The rise of electronic components in cars subjects them to a higher hacker attack risk. Currently, the onboard electronics constitutes 35% of the car value, with the prospect of reaching 50% within next ten years. Consequently, digital attacks will be favoured by an ever-rising IT complexity, but with a lower risk perception. As a matter of fact, already today acts of IT piracy in the automotive field are neatly rising, but underestimated.
For this reason, HSB Munich Re has recently carried out an investigation that has surveyed that 37% of the American owners of an electric car are very worried about their cars’ net safety.
Given the acceleration to the shift to electric cars, protecting these vehicles’ IT safety is certainly fundamental. For this reason, the University of Georgia has published a guide concerning electric cars’ information safety.

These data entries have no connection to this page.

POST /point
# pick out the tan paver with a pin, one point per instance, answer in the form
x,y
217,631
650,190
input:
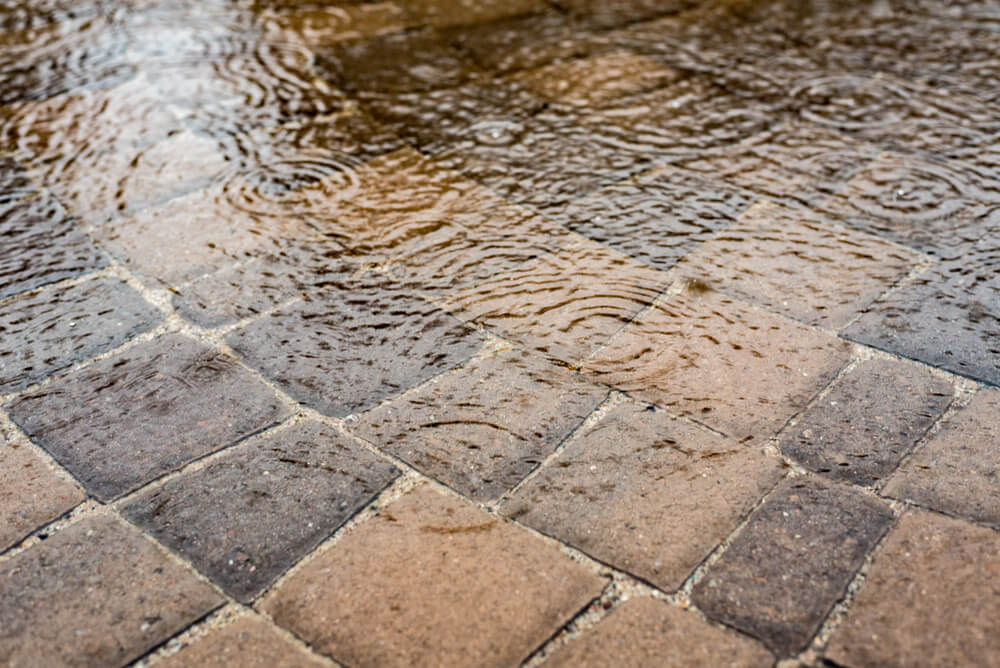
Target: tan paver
x,y
566,304
97,594
647,632
932,598
247,642
737,369
799,265
956,471
660,494
485,426
432,581
31,493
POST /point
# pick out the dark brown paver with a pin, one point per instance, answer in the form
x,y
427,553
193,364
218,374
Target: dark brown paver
x,y
738,370
354,345
457,586
647,632
55,329
98,594
565,304
869,421
956,470
799,265
31,493
483,428
932,598
660,494
786,569
247,642
128,419
253,513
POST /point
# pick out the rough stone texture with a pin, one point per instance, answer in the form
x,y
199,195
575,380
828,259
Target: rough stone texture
x,y
929,568
791,563
31,493
956,470
869,421
247,642
660,494
253,513
647,632
564,305
55,329
354,345
128,419
95,594
738,370
799,265
461,587
483,428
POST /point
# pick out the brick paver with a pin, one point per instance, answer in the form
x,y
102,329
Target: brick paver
x,y
955,472
128,419
485,426
793,561
253,513
97,593
931,598
646,632
461,587
871,418
660,493
738,370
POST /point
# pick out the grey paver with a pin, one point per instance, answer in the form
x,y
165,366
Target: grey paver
x,y
97,593
249,516
461,586
133,417
484,427
869,421
793,561
660,494
50,331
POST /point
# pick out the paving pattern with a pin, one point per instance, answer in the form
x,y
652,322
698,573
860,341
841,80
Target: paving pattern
x,y
534,332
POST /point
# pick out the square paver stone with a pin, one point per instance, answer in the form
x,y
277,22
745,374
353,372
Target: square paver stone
x,y
97,593
54,329
128,419
929,568
249,515
247,642
799,265
646,493
453,586
647,632
871,418
735,368
31,493
484,427
566,304
354,345
957,471
785,570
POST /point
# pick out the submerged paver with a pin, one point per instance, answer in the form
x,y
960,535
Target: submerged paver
x,y
929,568
793,561
660,493
251,514
120,423
646,632
484,427
461,586
97,593
869,421
52,330
955,471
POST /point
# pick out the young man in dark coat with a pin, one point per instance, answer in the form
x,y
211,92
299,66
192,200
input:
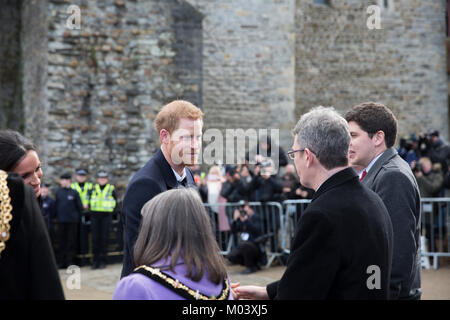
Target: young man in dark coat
x,y
373,128
179,125
343,245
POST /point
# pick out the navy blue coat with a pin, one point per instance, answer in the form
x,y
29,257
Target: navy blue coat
x,y
155,177
345,230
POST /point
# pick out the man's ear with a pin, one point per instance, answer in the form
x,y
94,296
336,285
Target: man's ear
x,y
164,136
378,138
309,157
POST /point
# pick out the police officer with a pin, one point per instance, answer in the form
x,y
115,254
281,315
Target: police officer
x,y
68,209
82,187
102,202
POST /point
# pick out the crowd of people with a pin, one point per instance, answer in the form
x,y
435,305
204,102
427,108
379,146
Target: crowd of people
x,y
429,158
365,199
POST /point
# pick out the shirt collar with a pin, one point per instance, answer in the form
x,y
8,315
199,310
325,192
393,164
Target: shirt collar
x,y
178,177
370,165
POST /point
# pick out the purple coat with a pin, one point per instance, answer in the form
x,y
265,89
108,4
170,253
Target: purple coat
x,y
137,286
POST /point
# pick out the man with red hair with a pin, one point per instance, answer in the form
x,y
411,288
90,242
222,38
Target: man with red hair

While previously risks were connected with warranty frauds or mileage alteration, in recent years privacy damages have emerged, cyber blackmails and warfare.
If a hacker attack against one’s own vehicle takes place, some other problems will occur, such as speed and acceleration damaged, decrease of the vehicle’s efficiency, batteries fully discharged and data unreadability on the display.
All signals exerting a negative impact on the vehicle’s safety. A list of suggestions to limit car hacking risks? Monitoring the onboard diagnostics, installing only reliable hardware, performing code reviews, updating software safely and installing a monitoring system of the cyber security.